Doch monatelang gab es Proteste und Kritik von Betroffenen, Verbänden und Oppositionsparteien an den ersten Entwürfen. Denn im ursprünglichen Entwurf war die teurere häusliche Pflege, die sich viele Betroffene wünschen, nur noch als Ausnahme vorgesehen. Im Regelfall sollte die Intensivpflege in kostengünstigerer stationärer Unterbringung stattfinden. Aufgrund der Proteste wurde dieser Aspekt im Gesetz jedoch deutlich abgemildert, bei „berechtigten Wünschen“ ist in Absprache mit der Krankenkasse weiterhin eine häusliche Intensivpflege möglich.
Der Deutsche Bundestag hat dem Gesetz in seiner geänderten Fassung nun Anfang Juli mit den Stimmen der Regierungsfraktionen aus Union und SPD zugestimmt. „Es ist gut, dass viele sich zu Wort gemeldet, nachdrücklich ihre Sorgen zum Ausdruckt gebracht und ihre Interessen vertreten haben. Das hat zu wesentlichen Veränderungen in diesem Gesetzgebungsverfahren geführt“, begrüßte die SPD-Abgeordnete Heike Baehrens (SPD) in ihrer Rede den mehrheitsfähigen Kompromiss. Allerdings gibt es auch an der geänderten Version nach wie vor deutliche Kritik, alle im Bundestag vertretenen Oppositionsparteien (AfD, FDP, Linke und Grüne) stimmten gegen den Antrag.
„Bei der Frage nach dem Leistungsort der Versorgung soll künftig den ‚berechtigten Wünschen‘ der Menschen mit entsprochen werden – immerhin“, begrüßt FDP-Abgeordnete Nicole Westig die Abmilderung des ersten Entwurfs. „Aber wir fragen uns: Wer entscheidet darüber, ob ein Wunsch berechtigt ist? In der UN-Behindertenrechtskonvention steht nicht etwa, dass das Recht, selbst zu bestimmen, wo man lebt, davon abhängt, dass man einen berechtigten Grund dafür nennt.“
Auch beim Verfahren, den Versorgungsort in Absprache mit den Krankenkassen festzulegen, ist Westig skeptisch: „Oft genug gibt es eben keine Augenhöhe zwischen Versicherten und Kassen. Oft genug ist das ein Kampf David gegen Goliath.“ Der Sozialverband VdK begrüßt zwar den Kompromiss, will den Krankenkassen bei der Umsetzung nun allerdings „genau auf die Finger zu schauen.“ In einer Pressemitteilung heißt es: „Wir erwarten, dass die Kassen auch tatsächlich mit den Betroffenen zusammenarbeiten. Es darf niemand dazu gezwungen werden, sein Zuhause zu verlassen.“ Sollten sich die Kassen daran nicht halten, droht der Sozialverband mit Klagen vor den Sozialgerichten.
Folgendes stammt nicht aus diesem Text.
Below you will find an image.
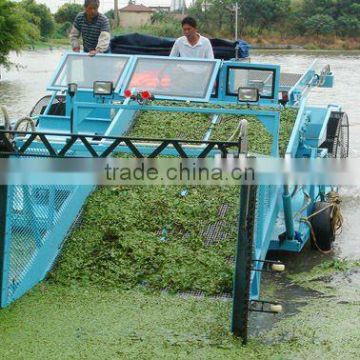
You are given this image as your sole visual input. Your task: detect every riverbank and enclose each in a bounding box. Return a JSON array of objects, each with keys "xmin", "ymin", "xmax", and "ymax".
[
  {"xmin": 26, "ymin": 34, "xmax": 360, "ymax": 53},
  {"xmin": 245, "ymin": 35, "xmax": 360, "ymax": 51},
  {"xmin": 26, "ymin": 38, "xmax": 68, "ymax": 50}
]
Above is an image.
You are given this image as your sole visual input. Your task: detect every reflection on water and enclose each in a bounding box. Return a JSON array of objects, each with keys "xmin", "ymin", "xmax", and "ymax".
[{"xmin": 0, "ymin": 49, "xmax": 359, "ymax": 258}]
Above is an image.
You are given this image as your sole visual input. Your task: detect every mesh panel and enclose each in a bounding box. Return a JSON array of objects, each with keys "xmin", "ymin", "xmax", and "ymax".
[
  {"xmin": 253, "ymin": 185, "xmax": 277, "ymax": 251},
  {"xmin": 6, "ymin": 185, "xmax": 74, "ymax": 300},
  {"xmin": 280, "ymin": 73, "xmax": 302, "ymax": 88}
]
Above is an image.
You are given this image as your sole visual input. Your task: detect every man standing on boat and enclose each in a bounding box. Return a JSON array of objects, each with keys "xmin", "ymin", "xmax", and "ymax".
[
  {"xmin": 170, "ymin": 17, "xmax": 214, "ymax": 59},
  {"xmin": 70, "ymin": 0, "xmax": 110, "ymax": 56}
]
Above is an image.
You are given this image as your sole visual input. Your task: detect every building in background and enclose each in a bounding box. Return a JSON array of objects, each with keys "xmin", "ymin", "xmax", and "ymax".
[
  {"xmin": 119, "ymin": 4, "xmax": 154, "ymax": 28},
  {"xmin": 149, "ymin": 6, "xmax": 171, "ymax": 12}
]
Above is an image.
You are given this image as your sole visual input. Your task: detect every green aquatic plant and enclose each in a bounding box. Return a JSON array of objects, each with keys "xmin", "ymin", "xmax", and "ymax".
[
  {"xmin": 51, "ymin": 186, "xmax": 240, "ymax": 295},
  {"xmin": 51, "ymin": 105, "xmax": 298, "ymax": 294},
  {"xmin": 128, "ymin": 104, "xmax": 298, "ymax": 156}
]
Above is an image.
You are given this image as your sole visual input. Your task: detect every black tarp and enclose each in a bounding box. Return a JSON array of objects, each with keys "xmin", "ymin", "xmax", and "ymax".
[{"xmin": 110, "ymin": 33, "xmax": 249, "ymax": 59}]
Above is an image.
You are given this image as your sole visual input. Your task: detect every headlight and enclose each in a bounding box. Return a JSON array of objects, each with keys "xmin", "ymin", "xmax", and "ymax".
[
  {"xmin": 237, "ymin": 87, "xmax": 259, "ymax": 103},
  {"xmin": 93, "ymin": 81, "xmax": 114, "ymax": 96}
]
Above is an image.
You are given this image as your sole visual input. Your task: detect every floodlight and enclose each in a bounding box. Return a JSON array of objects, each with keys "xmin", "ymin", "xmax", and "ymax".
[
  {"xmin": 93, "ymin": 81, "xmax": 114, "ymax": 96},
  {"xmin": 238, "ymin": 87, "xmax": 259, "ymax": 103}
]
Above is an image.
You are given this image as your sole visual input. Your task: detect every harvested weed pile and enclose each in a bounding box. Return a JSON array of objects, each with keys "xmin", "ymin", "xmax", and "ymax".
[
  {"xmin": 51, "ymin": 186, "xmax": 240, "ymax": 295},
  {"xmin": 128, "ymin": 103, "xmax": 298, "ymax": 156},
  {"xmin": 51, "ymin": 105, "xmax": 298, "ymax": 294}
]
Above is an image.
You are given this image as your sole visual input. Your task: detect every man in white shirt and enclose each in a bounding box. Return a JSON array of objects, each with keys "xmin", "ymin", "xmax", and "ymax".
[{"xmin": 170, "ymin": 17, "xmax": 214, "ymax": 59}]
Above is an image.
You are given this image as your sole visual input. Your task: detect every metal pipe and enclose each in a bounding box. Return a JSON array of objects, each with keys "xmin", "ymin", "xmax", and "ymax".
[
  {"xmin": 282, "ymin": 185, "xmax": 295, "ymax": 240},
  {"xmin": 235, "ymin": 2, "xmax": 238, "ymax": 41},
  {"xmin": 0, "ymin": 186, "xmax": 7, "ymax": 307},
  {"xmin": 0, "ymin": 147, "xmax": 8, "ymax": 307}
]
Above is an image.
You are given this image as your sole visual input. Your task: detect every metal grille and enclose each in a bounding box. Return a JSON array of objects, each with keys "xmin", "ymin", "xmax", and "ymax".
[
  {"xmin": 6, "ymin": 186, "xmax": 71, "ymax": 299},
  {"xmin": 202, "ymin": 203, "xmax": 230, "ymax": 246},
  {"xmin": 253, "ymin": 185, "xmax": 278, "ymax": 258},
  {"xmin": 1, "ymin": 184, "xmax": 92, "ymax": 306},
  {"xmin": 280, "ymin": 73, "xmax": 302, "ymax": 88},
  {"xmin": 0, "ymin": 130, "xmax": 239, "ymax": 159}
]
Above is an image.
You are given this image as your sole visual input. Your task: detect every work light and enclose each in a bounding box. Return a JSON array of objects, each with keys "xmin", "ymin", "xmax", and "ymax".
[
  {"xmin": 67, "ymin": 83, "xmax": 78, "ymax": 97},
  {"xmin": 93, "ymin": 81, "xmax": 114, "ymax": 96},
  {"xmin": 237, "ymin": 87, "xmax": 259, "ymax": 103}
]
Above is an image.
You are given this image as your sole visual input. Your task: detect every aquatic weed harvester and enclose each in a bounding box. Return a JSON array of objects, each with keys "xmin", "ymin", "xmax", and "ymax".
[{"xmin": 0, "ymin": 51, "xmax": 349, "ymax": 342}]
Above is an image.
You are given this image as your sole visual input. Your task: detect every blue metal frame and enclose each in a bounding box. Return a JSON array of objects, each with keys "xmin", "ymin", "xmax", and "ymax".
[
  {"xmin": 218, "ymin": 62, "xmax": 281, "ymax": 106},
  {"xmin": 70, "ymin": 102, "xmax": 280, "ymax": 156},
  {"xmin": 0, "ymin": 184, "xmax": 93, "ymax": 307},
  {"xmin": 0, "ymin": 184, "xmax": 9, "ymax": 307}
]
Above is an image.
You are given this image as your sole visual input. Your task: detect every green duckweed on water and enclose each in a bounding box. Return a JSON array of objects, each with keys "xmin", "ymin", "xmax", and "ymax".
[{"xmin": 1, "ymin": 262, "xmax": 360, "ymax": 359}]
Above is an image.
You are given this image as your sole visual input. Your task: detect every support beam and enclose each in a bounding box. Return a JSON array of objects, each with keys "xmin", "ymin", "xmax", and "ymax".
[
  {"xmin": 232, "ymin": 184, "xmax": 255, "ymax": 343},
  {"xmin": 0, "ymin": 184, "xmax": 8, "ymax": 307}
]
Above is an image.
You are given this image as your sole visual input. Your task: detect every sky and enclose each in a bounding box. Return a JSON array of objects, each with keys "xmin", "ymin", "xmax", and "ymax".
[{"xmin": 35, "ymin": 0, "xmax": 187, "ymax": 13}]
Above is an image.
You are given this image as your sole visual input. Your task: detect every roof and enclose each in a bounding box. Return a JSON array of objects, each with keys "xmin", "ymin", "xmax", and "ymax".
[{"xmin": 120, "ymin": 4, "xmax": 154, "ymax": 13}]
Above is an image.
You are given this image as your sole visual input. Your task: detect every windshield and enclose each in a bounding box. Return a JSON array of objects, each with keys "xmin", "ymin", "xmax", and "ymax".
[
  {"xmin": 123, "ymin": 57, "xmax": 219, "ymax": 101},
  {"xmin": 49, "ymin": 54, "xmax": 130, "ymax": 90}
]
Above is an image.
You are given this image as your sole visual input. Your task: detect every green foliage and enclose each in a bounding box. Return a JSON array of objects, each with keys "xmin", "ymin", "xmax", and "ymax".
[
  {"xmin": 113, "ymin": 22, "xmax": 182, "ymax": 38},
  {"xmin": 188, "ymin": 0, "xmax": 291, "ymax": 36},
  {"xmin": 54, "ymin": 3, "xmax": 83, "ymax": 24},
  {"xmin": 0, "ymin": 0, "xmax": 39, "ymax": 67},
  {"xmin": 105, "ymin": 9, "xmax": 115, "ymax": 20},
  {"xmin": 189, "ymin": 0, "xmax": 235, "ymax": 36},
  {"xmin": 336, "ymin": 15, "xmax": 360, "ymax": 37},
  {"xmin": 298, "ymin": 0, "xmax": 360, "ymax": 37},
  {"xmin": 21, "ymin": 0, "xmax": 55, "ymax": 38},
  {"xmin": 241, "ymin": 0, "xmax": 291, "ymax": 31},
  {"xmin": 304, "ymin": 15, "xmax": 335, "ymax": 36},
  {"xmin": 186, "ymin": 0, "xmax": 360, "ymax": 38},
  {"xmin": 54, "ymin": 21, "xmax": 72, "ymax": 39},
  {"xmin": 151, "ymin": 10, "xmax": 172, "ymax": 24}
]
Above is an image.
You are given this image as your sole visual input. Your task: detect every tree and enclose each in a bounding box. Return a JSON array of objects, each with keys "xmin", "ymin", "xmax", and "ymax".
[
  {"xmin": 241, "ymin": 0, "xmax": 291, "ymax": 29},
  {"xmin": 189, "ymin": 0, "xmax": 291, "ymax": 36},
  {"xmin": 336, "ymin": 15, "xmax": 360, "ymax": 37},
  {"xmin": 105, "ymin": 9, "xmax": 115, "ymax": 20},
  {"xmin": 0, "ymin": 0, "xmax": 39, "ymax": 67},
  {"xmin": 21, "ymin": 0, "xmax": 55, "ymax": 38},
  {"xmin": 55, "ymin": 3, "xmax": 83, "ymax": 24},
  {"xmin": 304, "ymin": 15, "xmax": 335, "ymax": 36}
]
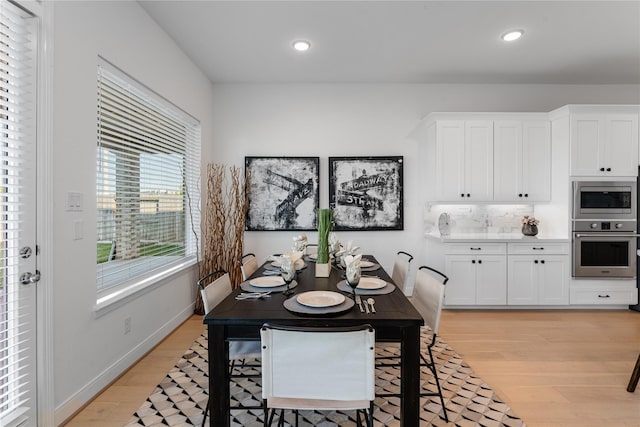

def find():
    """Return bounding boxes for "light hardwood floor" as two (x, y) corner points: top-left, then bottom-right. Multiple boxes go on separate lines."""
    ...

(65, 310), (640, 426)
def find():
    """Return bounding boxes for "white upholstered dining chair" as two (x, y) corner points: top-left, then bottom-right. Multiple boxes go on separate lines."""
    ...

(377, 265), (449, 422)
(198, 270), (262, 426)
(260, 323), (376, 427)
(240, 253), (259, 281)
(391, 250), (414, 294)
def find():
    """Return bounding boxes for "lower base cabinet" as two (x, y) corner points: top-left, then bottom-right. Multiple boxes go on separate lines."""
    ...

(443, 242), (570, 307)
(507, 255), (570, 305)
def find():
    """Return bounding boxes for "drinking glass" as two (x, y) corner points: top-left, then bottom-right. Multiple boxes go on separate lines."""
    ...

(280, 256), (296, 296)
(345, 262), (361, 298)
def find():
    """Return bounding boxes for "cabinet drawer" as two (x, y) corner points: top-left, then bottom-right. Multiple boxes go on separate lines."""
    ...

(444, 243), (506, 255)
(507, 243), (570, 255)
(570, 285), (638, 305)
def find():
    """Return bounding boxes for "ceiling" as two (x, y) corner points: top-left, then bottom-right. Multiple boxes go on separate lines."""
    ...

(138, 1), (640, 85)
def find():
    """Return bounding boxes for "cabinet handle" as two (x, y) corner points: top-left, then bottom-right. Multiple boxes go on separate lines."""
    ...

(472, 260), (476, 264)
(461, 193), (465, 197)
(600, 167), (605, 171)
(598, 294), (611, 298)
(518, 193), (523, 197)
(606, 167), (612, 172)
(524, 193), (529, 197)
(532, 247), (544, 250)
(478, 259), (482, 264)
(466, 193), (470, 197)
(534, 260), (539, 264)
(540, 260), (545, 264)
(470, 247), (482, 250)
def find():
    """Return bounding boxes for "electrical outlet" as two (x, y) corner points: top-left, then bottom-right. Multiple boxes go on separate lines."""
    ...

(124, 316), (132, 335)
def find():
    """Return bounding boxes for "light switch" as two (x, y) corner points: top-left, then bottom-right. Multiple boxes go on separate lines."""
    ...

(73, 220), (83, 240)
(67, 192), (83, 212)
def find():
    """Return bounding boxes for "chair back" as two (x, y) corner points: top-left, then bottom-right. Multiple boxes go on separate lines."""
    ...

(261, 324), (375, 402)
(198, 270), (232, 315)
(391, 251), (414, 293)
(240, 253), (258, 281)
(411, 266), (447, 335)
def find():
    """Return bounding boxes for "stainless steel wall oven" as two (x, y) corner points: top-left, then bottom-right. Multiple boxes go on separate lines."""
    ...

Auch Die Linke kritisiert das Gesetz: „Sie spalten einmal mehr die Gesellschaft in diejenigen, die sich gute, individuelle Pflege leisten können, und diejenigen, die es nicht können“, wirft die Abgeordnete Pia Zimmermann dem Gesundheitsminister vor.
Das vollständige Plenarprotokoll der 170. Sitzung des Bundestages mit den hier zitierten Redebeiträgen können Sie über diesen Link einsehen. Das Gesetz ist im Bundesrat nicht zustimmungspflichtig, es wird vermutlich im Herbst in Kraft treten.